Reputation: 41745
I am running spark-master and spark-worker in a separate docker.
I can see them running
✗ ps -ef | grep spark root 3477 3441 0 1월05 ? 00:04:17 /usr/lib/jvm/java-1.8-openjdk/jre/bin/java -cp /usr/local/spark/conf/:/usr/local/spark/jars/* -Xmx1g org.apache.spark.deploy.master.Master --ip node-master --port 7077 --webui-port 10080
I'm not sure if my workers are using 1g or 8g, I do set memory options via SparkConf
conf.set("spark.executor.memory", "8g")
conf.set("spark.driver.memory", "8g")
I can see 8g
in the web ui
Am I really using 8g? Is there a way to change the Xmm1g
part which are shown in the command line under ps?
** edit
I'm running standalone cluster (not yarn), and using pyspark, It's not possible to use spark-submit python files in standalone cluster mode
Currently, the standalone mode does not support cluster mode for Python applications.
http://spark.apache.org/docs/latest/submitting-applications.html
Upvotes: 0
Views: 2027
Reputation: 2944
Generally, you should not set these options in the code, because depending on cluster manager those options might not have an effect.

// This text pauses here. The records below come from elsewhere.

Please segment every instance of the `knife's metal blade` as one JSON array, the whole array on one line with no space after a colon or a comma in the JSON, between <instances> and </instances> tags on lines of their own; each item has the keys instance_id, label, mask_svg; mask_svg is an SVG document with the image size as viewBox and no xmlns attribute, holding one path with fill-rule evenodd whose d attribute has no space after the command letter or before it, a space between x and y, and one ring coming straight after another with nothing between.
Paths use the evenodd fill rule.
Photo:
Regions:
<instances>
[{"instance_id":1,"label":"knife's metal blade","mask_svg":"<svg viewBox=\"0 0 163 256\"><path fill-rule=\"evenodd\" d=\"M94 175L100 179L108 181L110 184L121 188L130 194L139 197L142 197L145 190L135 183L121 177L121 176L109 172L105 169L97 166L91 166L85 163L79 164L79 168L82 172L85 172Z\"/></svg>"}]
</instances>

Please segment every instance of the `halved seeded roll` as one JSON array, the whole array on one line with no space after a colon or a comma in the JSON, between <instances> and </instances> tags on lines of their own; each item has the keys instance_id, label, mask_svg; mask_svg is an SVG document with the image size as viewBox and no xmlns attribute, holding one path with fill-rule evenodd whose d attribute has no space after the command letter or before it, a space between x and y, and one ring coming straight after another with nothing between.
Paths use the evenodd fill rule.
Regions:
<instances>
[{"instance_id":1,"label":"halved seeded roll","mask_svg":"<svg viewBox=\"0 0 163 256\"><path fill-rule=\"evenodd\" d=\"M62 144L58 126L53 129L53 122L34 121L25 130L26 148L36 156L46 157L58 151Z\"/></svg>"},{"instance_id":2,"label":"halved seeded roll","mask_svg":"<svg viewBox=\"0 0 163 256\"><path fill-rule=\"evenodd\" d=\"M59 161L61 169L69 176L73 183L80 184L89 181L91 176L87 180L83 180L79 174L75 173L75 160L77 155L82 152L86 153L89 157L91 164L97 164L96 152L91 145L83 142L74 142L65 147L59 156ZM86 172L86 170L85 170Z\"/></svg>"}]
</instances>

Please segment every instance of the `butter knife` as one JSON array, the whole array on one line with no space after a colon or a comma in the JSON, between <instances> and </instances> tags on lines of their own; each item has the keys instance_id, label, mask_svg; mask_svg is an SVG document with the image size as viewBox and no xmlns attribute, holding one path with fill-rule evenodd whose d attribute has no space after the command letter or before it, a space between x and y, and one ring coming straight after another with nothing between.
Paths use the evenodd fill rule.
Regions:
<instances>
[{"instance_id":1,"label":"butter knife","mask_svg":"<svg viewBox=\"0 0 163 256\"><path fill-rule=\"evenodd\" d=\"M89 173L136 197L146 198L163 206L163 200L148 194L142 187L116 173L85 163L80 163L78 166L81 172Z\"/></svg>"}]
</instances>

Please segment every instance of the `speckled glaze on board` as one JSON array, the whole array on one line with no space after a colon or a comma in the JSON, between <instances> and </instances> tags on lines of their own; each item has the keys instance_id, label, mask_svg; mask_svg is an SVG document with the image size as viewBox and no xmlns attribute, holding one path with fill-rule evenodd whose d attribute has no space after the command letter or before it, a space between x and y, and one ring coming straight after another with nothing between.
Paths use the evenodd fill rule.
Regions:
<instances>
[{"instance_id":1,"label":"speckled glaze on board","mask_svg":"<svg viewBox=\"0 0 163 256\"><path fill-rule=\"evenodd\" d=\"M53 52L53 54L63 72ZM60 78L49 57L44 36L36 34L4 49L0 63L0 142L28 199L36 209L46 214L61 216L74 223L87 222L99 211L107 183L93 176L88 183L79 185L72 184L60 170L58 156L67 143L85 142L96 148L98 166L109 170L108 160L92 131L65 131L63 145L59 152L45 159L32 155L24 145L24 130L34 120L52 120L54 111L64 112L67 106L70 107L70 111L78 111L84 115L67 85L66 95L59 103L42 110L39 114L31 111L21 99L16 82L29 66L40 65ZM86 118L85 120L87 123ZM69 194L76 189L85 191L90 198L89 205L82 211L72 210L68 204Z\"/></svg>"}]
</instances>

You should set those in spark-submit command.
Please refer to this.
Spark properties mainly can be divided into two kinds: one is related to deploy, like “spark.driver.memory”, “spark.executor.instances”, this kind of properties may not be affected when setting programmatically through SparkConf in runtime, or the behavior is depending on which cluster manager and deploy mode you choose, so it would be suggested to set through configuration file or spark-submit command line options; another is mainly related to Spark runtime control, like “spark.task.maxFailures”, this kind of properties can be set in either way.
UPDATE
From here:
# Run a Python application on a Spark standalone cluster
./bin/spark-submit \
--master spark://207.184.161.138:7077 \
examples/src/main/python/pi.py \
1000
Upvotes: 0